Document recovered by John Semley
By: Jay Evans
For: Prof. Anthony Ricciardi
ENVR 400 final paper Proposal
April 25, 2008
Green-living Friends of The Woods:
On Simple Living and Bigfoot as Ecomessiah
For my final paper for ENVR 400: Seminar in Environmental Thought, I would like to address a topic which, while maybe outside of the scope of “proper” “academic research”, will nonetheless prove relevant to the course materials as I intend to take it very seriously. There is absolutely no question that humankind’s relationship with nature can best be described as “ambivalent”. Most environmentalists agree on this fact even if their opinions remain otherwise divided. A creature whose relationship with nature is harmonious, however, is Bigfoot (Lakota: Chiye-tanka). While some deem the existence of Bigfoot (or North American Sasquatch) to be unproven or a hoax staged by pranksters, I feel that Bigfoot as myth is necessary to developing a healthier relationship with nature. Critic Roland Barthes has gone on record saying: “Myth is a value, truth is no guarantee for it; nothing prevents it from being a perpetual alibi”. My final 15-page paper will begin from this argument.

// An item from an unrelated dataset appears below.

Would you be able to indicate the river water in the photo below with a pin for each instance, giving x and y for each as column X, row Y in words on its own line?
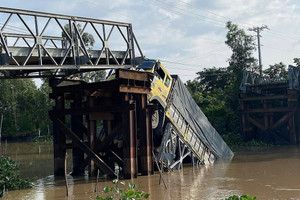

For at least centuries, the Bigfoot (or “Grass Man” in Ohio, U.S.A.) has lived in concord with his natural environment, choosing not to contribute to deforestation or global warming as a result of hydro-carbon emissions. Rather, Bigfoot lives a simple live. He takes from nature only what he needs, generally refusing to adopt the rape-and-pillage lifestyle of his bipedal hominid cousins (man). This outright refusal to bend to the demands of the modern world is reflected in Bigfoot photography, where he often appears blurry or out-of-focus. I will argue that Bigfoot (or the “Skunk Ape”) is so far removed from the siren song of the technocracy that he literally cannot be photographed in high-resolution (similar to how it has been proven impossible to take a snapshot of a Dracula or Catholic Saint). This will be my second argument and I will draw equally from evolutionary anthropology and Appalachian folklore in proving this point.
Lastly, and most importantly, I will argue for Bigfoot (Australia: Yowie) as a sort-of “ecomessiah”. Tying into my first argument (ie. Bigfoot as necessary myth), I will analyse the findings of primate physiology specialist David J. Daegling laid out in his landmark text, Bigfoot Exposed. He writes that “[w]e may need the animal [ie. Bigfoot], but that does not mean the animal has to be there”. I will argue that we need Bigfoot because of his messianic quality: meaning, how he represents a lesson in how to live with nature. Bigfoot offers a promise for redemption (both of ecological systems and, perhaps, the soul) in world gone mad with greenhouse gases, suburban sprawl and regressive Republican politics. Like Jesus of Nazareth (who died on a cross to absolve mankind from its many sins), Bigfoot has been “crucified”, in metaphorical terms: written off as a myth and hoax when within his furry embrace lies the chance for true salvation. I expect this paper to contribute substantially to the fields of environmental social sciences, ecological theory, Bigfoot research (and cryptozoology more generally), as well as structuralist philosophy.